Bachman Measurement Qualities of A good Test
A test's usefulness, according to Bachman and Palmer (1996), can be determined by considering the following measurements qualities of the test: reliability, construct validity, authenticity, interactivity, impact, and practicality. These qualities can easily describe a good language test's usefulness.
Test Reliability:
The term reliability, according to Bachman and Palmer (1996), refers to consistency of measurement. Elaborately, they go on to say that a reliable test score is consistent across different characteristics of the testing situation. Moreover, if test scores are inconsistent, they provide no information about the ability being measured. Because it is impossible to eliminate inconsistencies on the whole, we try to reduce variations in the test's task features that do not correspond to variations in Target Language Use (TLU) tasks.
Construct Validity:
The test's reliability and validity are strongly correlated. Any valid test is considered a reliable test; however, not all reliable tests can be can be considered valid (Alderson, 2000). Recently, according to Alderson (2000), “the term construct validity is used to refer to the general, overarching notion of validity”. Therefore, the main focus of discussing the test's validity is construct validity, in addition to some issues regarding this test's content validity.
According to Bachman and Palmer (1996), the term construct validity refers to the extent to which people can interpret a given test score as an indicator of the abilities or constructs that people want to measure. However, no test is entirely valid because validation is an ongoing process (Weir, 2005).
Authenticity:
Bachman (1991) defines authenticity as the appropriateness of a language user’s response to language as communication. However, this definition was too general. Therefore, Bachman and Palmer (1996) divided this idea into two parts. The first relates to the target language's use, which they refer to as authenticity; and they define the second according to its relation to the learners involved in the test. Below is a detailed explanation of authenticity and its implications for the current test.

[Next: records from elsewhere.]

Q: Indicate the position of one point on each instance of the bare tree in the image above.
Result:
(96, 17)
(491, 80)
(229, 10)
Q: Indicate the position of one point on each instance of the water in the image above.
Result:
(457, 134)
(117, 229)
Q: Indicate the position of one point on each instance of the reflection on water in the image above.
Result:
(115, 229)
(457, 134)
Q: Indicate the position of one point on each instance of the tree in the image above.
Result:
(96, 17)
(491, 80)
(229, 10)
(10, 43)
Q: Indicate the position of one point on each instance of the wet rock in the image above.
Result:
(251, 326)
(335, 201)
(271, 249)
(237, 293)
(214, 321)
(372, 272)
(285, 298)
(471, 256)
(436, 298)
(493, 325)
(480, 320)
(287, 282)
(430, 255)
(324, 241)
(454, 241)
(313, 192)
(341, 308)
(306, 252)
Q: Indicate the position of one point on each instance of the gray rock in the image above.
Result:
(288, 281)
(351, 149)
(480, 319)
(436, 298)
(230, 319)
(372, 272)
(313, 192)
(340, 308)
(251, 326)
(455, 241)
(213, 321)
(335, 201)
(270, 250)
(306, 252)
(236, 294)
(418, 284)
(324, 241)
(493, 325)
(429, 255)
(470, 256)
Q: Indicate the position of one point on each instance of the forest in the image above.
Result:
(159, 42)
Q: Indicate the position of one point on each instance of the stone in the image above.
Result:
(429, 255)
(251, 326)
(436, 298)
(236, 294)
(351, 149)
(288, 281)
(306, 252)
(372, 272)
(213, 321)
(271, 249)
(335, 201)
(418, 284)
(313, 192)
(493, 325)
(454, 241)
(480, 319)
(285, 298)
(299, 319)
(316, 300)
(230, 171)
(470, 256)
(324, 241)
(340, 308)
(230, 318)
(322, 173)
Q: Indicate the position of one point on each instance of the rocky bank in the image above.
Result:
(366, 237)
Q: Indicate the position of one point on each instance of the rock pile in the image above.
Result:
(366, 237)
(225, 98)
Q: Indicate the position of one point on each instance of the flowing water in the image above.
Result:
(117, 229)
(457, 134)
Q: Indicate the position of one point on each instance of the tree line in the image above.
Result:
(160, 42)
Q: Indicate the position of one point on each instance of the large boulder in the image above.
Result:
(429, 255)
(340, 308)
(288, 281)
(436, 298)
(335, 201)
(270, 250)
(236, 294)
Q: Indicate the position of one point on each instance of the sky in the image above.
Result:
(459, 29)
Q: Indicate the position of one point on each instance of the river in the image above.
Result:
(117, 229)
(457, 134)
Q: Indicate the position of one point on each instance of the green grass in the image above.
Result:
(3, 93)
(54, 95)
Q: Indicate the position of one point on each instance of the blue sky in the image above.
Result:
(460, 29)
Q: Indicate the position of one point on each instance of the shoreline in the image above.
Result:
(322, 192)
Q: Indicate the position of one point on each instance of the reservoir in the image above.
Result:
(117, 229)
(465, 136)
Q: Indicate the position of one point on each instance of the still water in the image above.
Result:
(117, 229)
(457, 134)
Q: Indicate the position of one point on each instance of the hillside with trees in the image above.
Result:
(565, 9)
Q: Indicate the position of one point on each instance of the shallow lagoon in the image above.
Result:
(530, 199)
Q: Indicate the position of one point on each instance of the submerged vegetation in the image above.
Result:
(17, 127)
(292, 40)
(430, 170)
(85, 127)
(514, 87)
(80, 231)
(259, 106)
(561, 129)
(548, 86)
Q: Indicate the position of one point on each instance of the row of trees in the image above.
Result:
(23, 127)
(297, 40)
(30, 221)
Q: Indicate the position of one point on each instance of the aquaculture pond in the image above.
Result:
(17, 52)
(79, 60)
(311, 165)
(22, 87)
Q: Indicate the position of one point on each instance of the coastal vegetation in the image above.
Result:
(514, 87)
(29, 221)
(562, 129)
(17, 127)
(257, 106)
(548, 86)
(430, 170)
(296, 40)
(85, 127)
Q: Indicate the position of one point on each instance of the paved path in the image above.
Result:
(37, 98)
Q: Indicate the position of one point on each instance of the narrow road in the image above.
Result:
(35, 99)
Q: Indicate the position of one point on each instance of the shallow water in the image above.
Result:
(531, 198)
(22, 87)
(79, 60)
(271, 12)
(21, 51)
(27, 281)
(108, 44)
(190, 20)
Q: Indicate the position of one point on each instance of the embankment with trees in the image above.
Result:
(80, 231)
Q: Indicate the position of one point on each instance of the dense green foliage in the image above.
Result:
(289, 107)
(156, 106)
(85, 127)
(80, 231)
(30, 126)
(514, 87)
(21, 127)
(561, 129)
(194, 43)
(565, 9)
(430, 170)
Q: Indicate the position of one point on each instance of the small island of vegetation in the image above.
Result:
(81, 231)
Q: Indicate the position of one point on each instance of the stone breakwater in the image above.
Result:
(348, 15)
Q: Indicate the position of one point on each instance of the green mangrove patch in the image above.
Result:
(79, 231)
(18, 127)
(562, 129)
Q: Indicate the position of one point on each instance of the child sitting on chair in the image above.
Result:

Bachman and Palmer (1996) defined authenticity as the degree to which a given language test's tasks' characteristics correspond to a TLU task's features. Authenticity relates a test's task to the domain of generalization to which we want our scores' interpretations to be generalized. It potentially affects test takers' perceptions of the test and their performance (Bachman, 2000).
Interactiveness:
Interactiveness, according to Bachman and Palmer (1996), is “the extent and type of involvement of the test taker’s individual characteristics in accomplishing a test task” (p. 25). Does the test motivate students? Is the language used in the test's questions and instructions appropriate for the students' level? Do the test's items represent the language used in the classroom, as well as the target language? All these questions represent the crucial elements that affect a test's interactiveness. Many recent views consider this notion the core of language teaching and learning.
Impact:
According to Bachman and Palmer (1996), impact can be defined broadly in terms of the various ways a test's use affects society, an educational system, and the individuals within them. In general terms, a test operates at the macro level of a societal educational system while corresponding to individuals, i.e., test takers, at the micro level. According to the test's developer (Appendix 1), society, educational systems, and individuals correlate strongly to this test.
Practicality:
“Practicality is the relationship between the resources that will be required in design, development, and use of the test and the resources that will be available for these activities” (Bachman and Palmer, 1996:36). They illustrated that this quality is unlike the others because it focuses on how the test is conducted. Moreover, Backman and Palmer (1996) classified the addressed resources into three types: human resources, material resources, and time.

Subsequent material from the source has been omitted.